TALLAHASSEE, Fla. (AP) — Florida school districts could opt to allow volunteer chaplains in schools under a bill approved Tuesday by a Senate committee.
Supporters of the legislation said it will provide another resource for children during tumultuous times, while opponents said there could be consequences ranging from children receiving bad or unwanted spiritual advice to white Christian nationalists using the program to indoctrinate students.
“I view this as an alternative to mental health counselors. I see this is an alternative for families,” said the bill’s sponsor, Republican Sen. Erin Grall. She dismissed the argument that chaplains could give students bad advice. “What happens when our children receive the wrong advice from a mental health counselor?”

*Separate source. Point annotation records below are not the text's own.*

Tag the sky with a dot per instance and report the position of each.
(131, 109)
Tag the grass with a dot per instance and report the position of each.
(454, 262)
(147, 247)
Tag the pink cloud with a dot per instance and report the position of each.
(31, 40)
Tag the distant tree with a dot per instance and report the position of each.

The only requirements of a chaplain participating in a school program would be a background check and having their name and religious affiliation listed on the school website. The chaplains would “provide support, services, and programs to students as assigned by the district school board,” the bill reads.

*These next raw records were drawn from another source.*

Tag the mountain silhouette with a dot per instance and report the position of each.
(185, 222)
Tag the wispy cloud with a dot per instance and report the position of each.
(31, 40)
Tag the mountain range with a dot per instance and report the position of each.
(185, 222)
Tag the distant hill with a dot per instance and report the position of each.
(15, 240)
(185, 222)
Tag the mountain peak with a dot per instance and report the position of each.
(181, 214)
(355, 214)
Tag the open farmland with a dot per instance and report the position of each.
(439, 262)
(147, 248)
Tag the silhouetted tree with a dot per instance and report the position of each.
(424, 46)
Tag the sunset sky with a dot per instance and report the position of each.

A similar House bill is ready to be considered by the full chamber. The Senate bill has one more committee stop.
Democratic Sen. Rosalind Osgood — who has a master’s degree in divinity, is a former Broward County school board member and served as a chaplain for the Fort Lauderdale Police Department — voted against the bill. She said the idea could create division among parents fighting for or against the policy when education should be the priority.
“It puts school districts in a position that takes their attention away from education,” she said. “Now the school board is focused on chaplaincy instead of education.”
And she warned about the widely different interpretations of religious beliefs even among Christians, such as some Baptist organizations that don’t approve of women being pastors and people who use religion divisively instead of accepting all people.